A Trainable Hearing Aid Algorithm Reflecting Individual Preferences for Degree of Noise-Suppression, Input Sound Level, and Listening Situationopen access
- Authors
- Yoon, Sung Hoon; Nam, Kyoung Won; Yook, Sunhyun; Cho, Baek Hwan; Jang, Dong Pyo; Hong, Sung Hwa; Kim, In Young
- Issue Date
- Mar-2017
- Publisher
- KOREAN SOC OTORHINOLARYNGOL
- Keywords
- Hearing Aid; Classification; Patient Preference; Digital Signal Processing
- Citation
- CLINICAL AND EXPERIMENTAL OTORHINOLARYNGOLOGY, v.10, no.1, pp.56 - 65
- Indexed
- SCIE
SCOPUS
KCI
- Journal Title
- CLINICAL AND EXPERIMENTAL OTORHINOLARYNGOLOGY
- Volume
- 10
- Number
- 1
- Start Page
- 56
- End Page
- 65
- URI
- https://scholarworks.bwise.kr/hanyang/handle/2021.sw.hanyang/152760
- DOI
- 10.21053/ceo.2015.01690
- ISSN
- 1976-8710
- Abstract
- Objectives
In an effort to improve hearing aid users’ satisfaction, recent studies on trainable hearing aids have attempted to implement one or two environmental factors into training. However, it would be more beneficial to train the device based on the owner’s personal preferences in a more expanded environmental acoustic conditions. Our study aimed at developing a trainable hearing aid algorithm that can reflect the user’s individual preferences in a more extensive environmental acoustic conditions (ambient sound level, listening situation, and degree of noise suppression) and evaluated the perceptual benefit of the proposed algorithm.
Methods
Ten normal hearing subjects participated in this study.
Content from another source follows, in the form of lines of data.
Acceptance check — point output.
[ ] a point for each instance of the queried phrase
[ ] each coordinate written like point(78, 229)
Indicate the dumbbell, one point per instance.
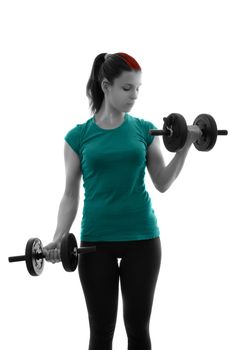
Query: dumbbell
point(34, 256)
point(175, 132)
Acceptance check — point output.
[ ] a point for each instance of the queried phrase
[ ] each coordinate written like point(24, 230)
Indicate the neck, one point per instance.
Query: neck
point(109, 115)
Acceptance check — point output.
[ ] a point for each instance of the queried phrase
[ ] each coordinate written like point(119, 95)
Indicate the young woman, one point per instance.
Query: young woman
point(111, 151)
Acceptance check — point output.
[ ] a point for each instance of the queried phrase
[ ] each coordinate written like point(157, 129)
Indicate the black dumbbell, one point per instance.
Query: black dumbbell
point(175, 132)
point(34, 256)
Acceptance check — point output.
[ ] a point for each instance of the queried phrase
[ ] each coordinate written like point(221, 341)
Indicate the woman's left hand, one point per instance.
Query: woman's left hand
point(194, 133)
Each subjects trained the algorithm to their personal preference and the trained data was used to record test sounds in three different settings to be utilized to evaluate the perceptual benefit of the proposed algorithm by performing the Comparison Mean Opinion Score test.
Results
Statistical analysis revealed that of the 10 subjects, four showed significant differences in amplification constant settings between the noise-only and speech-in-noise situation (P<0.05) and one subject also showed significant difference between the speech-only and speech-in-noise situation (P<0.05). Additionally, every subject preferred different β settings for beamforming in all different input sound levels.
Conclusion
The positive findings from this study suggested that the proposed algorithm has potential to improve hearing aid users’ personal satisfaction under various ambient situations.